I was doing my regular weekend laundry marathon. I checked
the pockets of my child’s pants and found something unfamiliar to me. So I
asked where it came from. “I don’t know. . .the ground. . .I think it was. . .”
After pressing some more, the truth came out. My child had found it and wanted
it and took it.
My laundry was then interrupted to have a lesson about what
the Bible says about wanting and taking and stealing and lying and what our
hearts need to be focused on and forgiveness. In the end my child wrote a
letter to the person who was missing an object, admitting what had been done,
acknowledging it was not the right thing to do, apologizing and promising it
wouldn’t happen again. The object was returned in the letter.

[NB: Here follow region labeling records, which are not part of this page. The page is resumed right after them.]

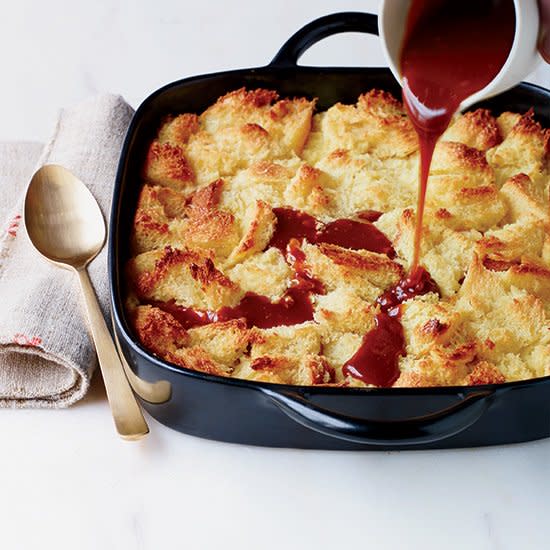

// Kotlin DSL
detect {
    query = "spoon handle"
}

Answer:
[77,268,149,440]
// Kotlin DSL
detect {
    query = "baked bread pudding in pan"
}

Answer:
[126,89,550,387]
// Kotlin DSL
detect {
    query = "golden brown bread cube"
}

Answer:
[126,88,550,388]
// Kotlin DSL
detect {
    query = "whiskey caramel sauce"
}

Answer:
[401,0,516,271]
[149,0,515,387]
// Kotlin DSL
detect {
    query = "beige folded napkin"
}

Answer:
[0,95,133,408]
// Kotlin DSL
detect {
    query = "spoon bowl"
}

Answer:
[25,164,106,269]
[25,164,149,440]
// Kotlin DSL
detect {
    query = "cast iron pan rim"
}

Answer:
[112,302,550,396]
[109,12,550,402]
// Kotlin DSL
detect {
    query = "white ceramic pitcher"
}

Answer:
[378,0,540,110]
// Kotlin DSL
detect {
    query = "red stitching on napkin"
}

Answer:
[13,332,42,348]
[8,214,21,237]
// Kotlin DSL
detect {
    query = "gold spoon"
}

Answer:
[25,164,149,440]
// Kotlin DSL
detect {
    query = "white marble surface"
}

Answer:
[0,0,550,550]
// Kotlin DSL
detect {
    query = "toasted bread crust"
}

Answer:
[127,88,550,387]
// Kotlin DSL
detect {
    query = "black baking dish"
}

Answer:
[109,13,550,450]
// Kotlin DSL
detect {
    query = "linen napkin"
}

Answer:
[0,95,133,408]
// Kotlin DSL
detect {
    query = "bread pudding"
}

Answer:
[126,89,550,387]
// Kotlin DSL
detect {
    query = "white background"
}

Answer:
[0,0,550,550]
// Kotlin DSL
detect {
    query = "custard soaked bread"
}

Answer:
[127,89,550,387]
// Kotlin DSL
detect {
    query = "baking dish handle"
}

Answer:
[269,11,378,67]
[262,388,494,447]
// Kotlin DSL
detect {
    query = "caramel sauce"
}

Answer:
[342,267,439,388]
[401,0,515,271]
[269,208,395,258]
[376,266,439,317]
[342,312,405,388]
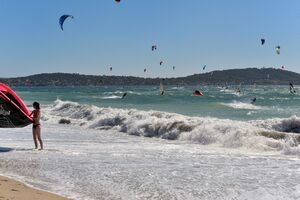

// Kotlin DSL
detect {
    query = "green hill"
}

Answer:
[0,68,300,86]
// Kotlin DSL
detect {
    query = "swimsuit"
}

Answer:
[32,124,40,128]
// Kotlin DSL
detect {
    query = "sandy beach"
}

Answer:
[0,176,67,200]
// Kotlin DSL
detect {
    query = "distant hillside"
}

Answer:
[0,68,300,86]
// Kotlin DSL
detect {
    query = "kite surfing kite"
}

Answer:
[159,79,165,95]
[151,45,157,51]
[59,15,74,31]
[275,46,280,55]
[0,83,33,128]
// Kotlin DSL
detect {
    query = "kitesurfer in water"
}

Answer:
[30,102,43,150]
[122,92,127,99]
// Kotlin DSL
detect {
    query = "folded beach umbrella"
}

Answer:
[0,83,32,128]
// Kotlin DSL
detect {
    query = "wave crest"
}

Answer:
[46,100,300,155]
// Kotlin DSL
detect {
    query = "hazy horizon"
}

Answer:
[0,0,300,77]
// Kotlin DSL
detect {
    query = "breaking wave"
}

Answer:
[221,101,262,110]
[44,100,300,155]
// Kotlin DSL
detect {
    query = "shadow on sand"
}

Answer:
[0,147,14,153]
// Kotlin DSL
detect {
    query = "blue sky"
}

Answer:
[0,0,300,77]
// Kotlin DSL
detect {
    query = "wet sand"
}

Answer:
[0,176,67,200]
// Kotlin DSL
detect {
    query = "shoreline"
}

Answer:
[0,175,70,200]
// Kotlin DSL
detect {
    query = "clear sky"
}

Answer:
[0,0,300,77]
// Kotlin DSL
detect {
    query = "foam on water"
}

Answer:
[44,100,300,154]
[221,101,263,110]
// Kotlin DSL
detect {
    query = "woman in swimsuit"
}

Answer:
[30,102,43,150]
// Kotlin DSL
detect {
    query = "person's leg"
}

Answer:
[36,125,44,149]
[32,128,38,149]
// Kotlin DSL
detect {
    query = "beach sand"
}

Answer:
[0,176,67,200]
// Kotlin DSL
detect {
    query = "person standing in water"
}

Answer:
[289,83,296,94]
[30,102,43,150]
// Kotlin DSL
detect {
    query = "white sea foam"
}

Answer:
[100,95,122,99]
[45,100,297,155]
[221,101,263,110]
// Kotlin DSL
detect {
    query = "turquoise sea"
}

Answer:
[14,86,300,121]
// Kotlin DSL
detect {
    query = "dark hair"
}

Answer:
[32,101,40,110]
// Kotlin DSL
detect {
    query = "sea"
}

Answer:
[0,85,300,200]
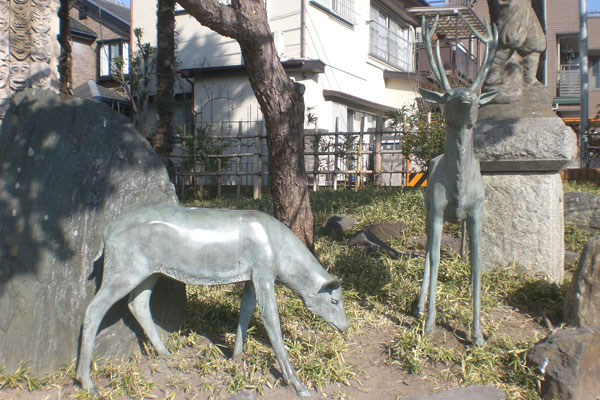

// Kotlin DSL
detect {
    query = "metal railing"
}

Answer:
[557,64,581,97]
[427,0,475,7]
[369,21,414,72]
[171,121,407,198]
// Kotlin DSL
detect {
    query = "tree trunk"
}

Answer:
[58,0,73,98]
[152,0,175,160]
[178,0,314,250]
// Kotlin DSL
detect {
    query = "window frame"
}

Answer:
[97,38,131,80]
[369,2,415,72]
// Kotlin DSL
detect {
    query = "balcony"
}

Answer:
[554,64,581,105]
[369,21,414,72]
[417,43,478,83]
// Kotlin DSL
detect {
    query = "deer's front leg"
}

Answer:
[425,208,444,333]
[233,281,256,360]
[467,206,485,346]
[413,209,433,317]
[254,281,310,397]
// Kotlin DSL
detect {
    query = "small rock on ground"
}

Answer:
[325,214,357,235]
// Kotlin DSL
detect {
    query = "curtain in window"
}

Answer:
[123,42,129,75]
[100,44,110,76]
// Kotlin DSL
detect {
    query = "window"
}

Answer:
[98,40,129,78]
[310,0,355,24]
[369,5,413,72]
[589,57,600,89]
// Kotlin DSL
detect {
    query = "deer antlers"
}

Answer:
[421,15,498,92]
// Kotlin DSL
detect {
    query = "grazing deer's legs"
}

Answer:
[77,275,148,392]
[128,274,169,356]
[414,210,433,317]
[254,280,310,397]
[425,209,444,333]
[467,211,485,346]
[233,281,256,360]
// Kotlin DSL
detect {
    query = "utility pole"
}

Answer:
[579,0,589,168]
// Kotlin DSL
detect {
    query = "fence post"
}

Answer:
[355,117,366,192]
[235,121,242,200]
[313,120,319,192]
[217,121,223,199]
[374,118,382,186]
[333,117,340,190]
[253,121,262,200]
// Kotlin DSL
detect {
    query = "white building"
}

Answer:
[131,0,427,131]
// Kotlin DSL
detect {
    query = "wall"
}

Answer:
[132,0,418,130]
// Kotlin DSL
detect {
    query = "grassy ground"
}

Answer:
[0,185,600,399]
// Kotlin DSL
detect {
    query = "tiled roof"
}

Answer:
[94,0,131,21]
[69,17,98,38]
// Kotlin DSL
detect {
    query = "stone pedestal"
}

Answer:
[474,111,577,282]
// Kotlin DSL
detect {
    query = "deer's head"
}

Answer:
[419,17,498,129]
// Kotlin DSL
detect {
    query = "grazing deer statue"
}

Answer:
[77,204,348,397]
[415,17,498,345]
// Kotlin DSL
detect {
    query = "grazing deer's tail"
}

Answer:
[94,237,104,262]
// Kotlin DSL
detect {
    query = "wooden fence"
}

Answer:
[172,120,406,198]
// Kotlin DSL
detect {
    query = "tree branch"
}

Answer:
[177,0,242,39]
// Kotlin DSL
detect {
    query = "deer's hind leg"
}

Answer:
[128,274,170,356]
[77,270,149,392]
[233,281,256,360]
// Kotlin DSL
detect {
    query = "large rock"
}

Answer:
[527,327,600,400]
[564,192,600,232]
[365,222,406,242]
[0,90,185,374]
[325,214,357,235]
[564,236,600,328]
[473,115,577,172]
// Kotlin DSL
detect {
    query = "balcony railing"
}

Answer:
[556,64,581,97]
[417,45,478,82]
[369,21,414,72]
[427,0,475,7]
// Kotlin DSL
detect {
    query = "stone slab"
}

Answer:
[482,173,564,282]
[0,89,185,375]
[527,327,600,400]
[405,385,506,400]
[564,236,600,328]
[473,116,577,172]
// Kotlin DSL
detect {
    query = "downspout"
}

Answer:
[300,0,306,60]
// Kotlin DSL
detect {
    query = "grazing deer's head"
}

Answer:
[420,16,498,129]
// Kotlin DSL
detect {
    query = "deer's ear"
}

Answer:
[479,90,498,106]
[419,88,444,104]
[321,279,342,290]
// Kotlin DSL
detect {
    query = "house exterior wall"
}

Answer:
[132,0,418,130]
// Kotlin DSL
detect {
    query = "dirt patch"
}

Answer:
[0,306,549,400]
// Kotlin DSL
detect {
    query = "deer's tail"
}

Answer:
[94,237,104,262]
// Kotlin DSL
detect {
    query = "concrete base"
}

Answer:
[482,172,564,282]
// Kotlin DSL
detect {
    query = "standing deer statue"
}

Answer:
[77,204,348,397]
[415,17,498,345]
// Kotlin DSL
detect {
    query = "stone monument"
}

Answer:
[0,0,60,122]
[0,89,185,374]
[474,0,577,282]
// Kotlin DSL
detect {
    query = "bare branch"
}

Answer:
[177,0,244,39]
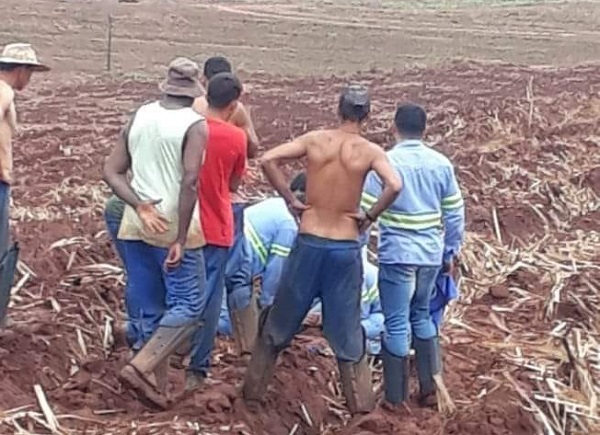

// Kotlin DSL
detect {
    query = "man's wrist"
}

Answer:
[365,210,377,222]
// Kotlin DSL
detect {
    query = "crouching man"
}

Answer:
[305,258,383,356]
[242,86,400,413]
[104,58,207,408]
[221,173,306,355]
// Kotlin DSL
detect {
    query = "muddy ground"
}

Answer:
[0,0,600,435]
[0,63,600,435]
[0,0,600,75]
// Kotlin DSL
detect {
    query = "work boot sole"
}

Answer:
[119,365,169,409]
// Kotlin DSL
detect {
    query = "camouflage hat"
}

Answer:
[159,57,205,98]
[0,43,50,72]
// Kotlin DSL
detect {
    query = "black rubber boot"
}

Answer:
[242,307,280,402]
[338,352,375,414]
[381,341,410,406]
[414,337,442,406]
[119,323,198,409]
[230,292,260,355]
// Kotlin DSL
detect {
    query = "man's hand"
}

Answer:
[350,210,375,233]
[165,242,183,270]
[302,313,321,328]
[443,258,456,277]
[288,198,310,223]
[135,199,169,234]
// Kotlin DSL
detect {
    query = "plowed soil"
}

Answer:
[0,0,600,435]
[0,63,600,435]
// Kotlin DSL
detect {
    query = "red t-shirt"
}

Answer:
[198,118,247,247]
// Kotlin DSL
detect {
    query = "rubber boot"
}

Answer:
[231,292,260,356]
[184,370,206,393]
[338,352,375,415]
[381,342,410,407]
[0,242,19,328]
[242,307,279,402]
[119,323,198,409]
[414,337,442,406]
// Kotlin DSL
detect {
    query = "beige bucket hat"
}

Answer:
[0,43,50,72]
[159,57,204,98]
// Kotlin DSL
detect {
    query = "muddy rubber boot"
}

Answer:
[0,242,19,328]
[184,370,206,393]
[414,337,442,406]
[242,308,279,402]
[119,323,198,409]
[231,293,259,356]
[338,353,375,414]
[169,340,192,370]
[381,344,410,408]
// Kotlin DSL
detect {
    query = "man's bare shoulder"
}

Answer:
[0,80,15,110]
[229,101,250,128]
[192,96,208,116]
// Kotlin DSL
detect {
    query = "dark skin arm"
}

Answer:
[176,121,208,245]
[165,120,208,269]
[260,133,312,215]
[229,103,258,160]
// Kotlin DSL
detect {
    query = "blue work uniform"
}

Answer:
[309,258,383,355]
[361,140,465,357]
[227,197,298,310]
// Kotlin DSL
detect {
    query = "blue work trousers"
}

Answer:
[379,264,440,357]
[188,245,229,377]
[261,234,365,362]
[0,181,10,258]
[123,240,206,349]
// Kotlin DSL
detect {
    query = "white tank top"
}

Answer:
[119,101,205,248]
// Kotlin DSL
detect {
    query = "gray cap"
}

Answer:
[340,84,371,118]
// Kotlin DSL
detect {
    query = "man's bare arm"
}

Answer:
[176,121,208,245]
[230,103,258,159]
[104,121,142,210]
[259,133,312,204]
[367,145,402,221]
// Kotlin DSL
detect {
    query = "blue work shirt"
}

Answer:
[361,140,465,266]
[244,197,298,306]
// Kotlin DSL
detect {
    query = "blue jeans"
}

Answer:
[123,240,206,349]
[379,264,441,357]
[262,234,365,362]
[188,245,229,376]
[104,210,127,269]
[104,210,142,350]
[0,181,10,258]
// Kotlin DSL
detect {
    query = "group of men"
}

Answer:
[0,40,464,413]
[104,52,464,413]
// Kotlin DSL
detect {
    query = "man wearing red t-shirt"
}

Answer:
[186,73,247,390]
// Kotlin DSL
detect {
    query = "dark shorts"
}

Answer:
[263,234,365,362]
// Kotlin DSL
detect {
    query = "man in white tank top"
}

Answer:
[104,58,207,408]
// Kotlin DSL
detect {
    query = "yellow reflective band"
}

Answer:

And then my child did a pretty amazing thing (in my humble
opinion, anyway). My child admitted to doing something similar and wanted to
fix that situation too, instead of leaving it as a “wrong-doing.” Another
letter was written, admitting what had been done, acknowledging it was not the
right thing to do, apologizing and promising it wouldn’t happen again. And of
course, the object was returned in the letter.
And then I gave my child a big hug. I said I had been so
disappointed in the decisions that were made to do wrong, but now it all seemed
to be turned around. Now I was proud of the recognition of the wrong and the
want—the need—to fix it and make things right again.
My husband, watching the whole thing, later told me that he
liked how I handled it. He said that for most people an insignificant object
like the one found in my child’s pants pockets probably would have been
tossed aside by most. He said he appreciated how I took an opportunity to take the “little”
sins and even try to teach the good in those—the ones that are often just
overlooked. I said I was just hoping that our kids would turn out to love,
respect and serve God for the rest of their lives, and that I hoped I was
teaching it well enough. Because to be honest, I was kind of crushed. I didn’t
want to be that mom having the stealing and lying talk with my child that
night. I would have much rather been the one celebrating the good things: the
accomplishments, the achievements, the triumphs.
Maybe God needed to remind me what my job was as a mom,
because the next morning, my other child came out of the room with a little
paper she had been working on.
Oh, did my heart want to burst! So we typed it out, added a
clip art and made it pretty to hang up and be a reminder. And now if I walk
into the child’s room, I get to see this reminder too. . .that those crushing
moments are teachable moments. . .and I better make the most of them. I guess
I’m just going to keep hoping that in whatever I come across, I will be
teaching our kids to love, respect and serve God for the rest of their lives.